From the French word COER, which means "heart." It was once believed that the heart was the seat of intelligence.

COURAGE, then, is a certain type of intelligence in action. The dictionary describes it as "mental or moral strength enabling one to venture, persevere, and withstand dangers, fears or difficulty firmly and resolutely."

We don't pay enough attention to the need for courage (the heart) in our work. When that happens our people feel the affect of our lack of courage.

Shakespeare told us this would happen….

This soft courage makes your followers faint.

Courage can't be soft. Just like the human heart, it must be robust -- both strong and flexible.

A quote from David Whyte's The Heart Aroused - The Preservation of Soul in Corporate America.

It has long been puzzling to physiologists that biological rhythms (such as the tireless human heart-beat), rhythms that never repeat themselves in quite the same way, are the basis of managing so many of the body's vital systems.

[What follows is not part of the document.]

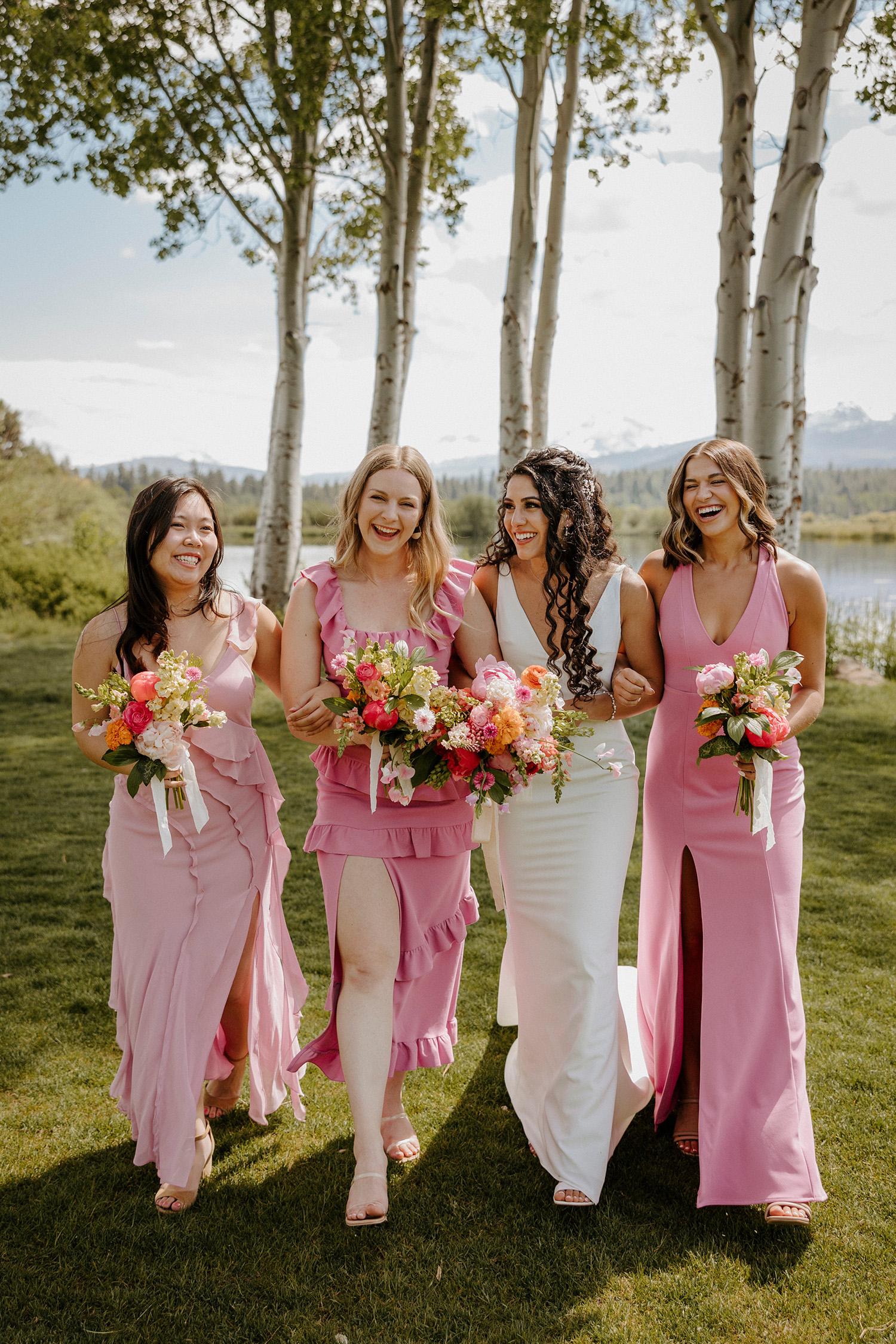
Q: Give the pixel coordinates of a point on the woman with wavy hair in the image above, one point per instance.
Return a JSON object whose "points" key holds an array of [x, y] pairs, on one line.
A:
{"points": [[204, 979], [562, 596], [719, 992], [397, 882]]}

The heart varies its rhythm and rate of blood flow with almost every movement, yet displays a remarkable consistency over time.

A healthy heartbeat full of strange little flourishes and incongruous leaps, but true to an overall pattern over time, given the same nudge, always settles easily, disturbance over, back into a life-giving beat.

This is a description of both the human heart and the character we call COURAGE.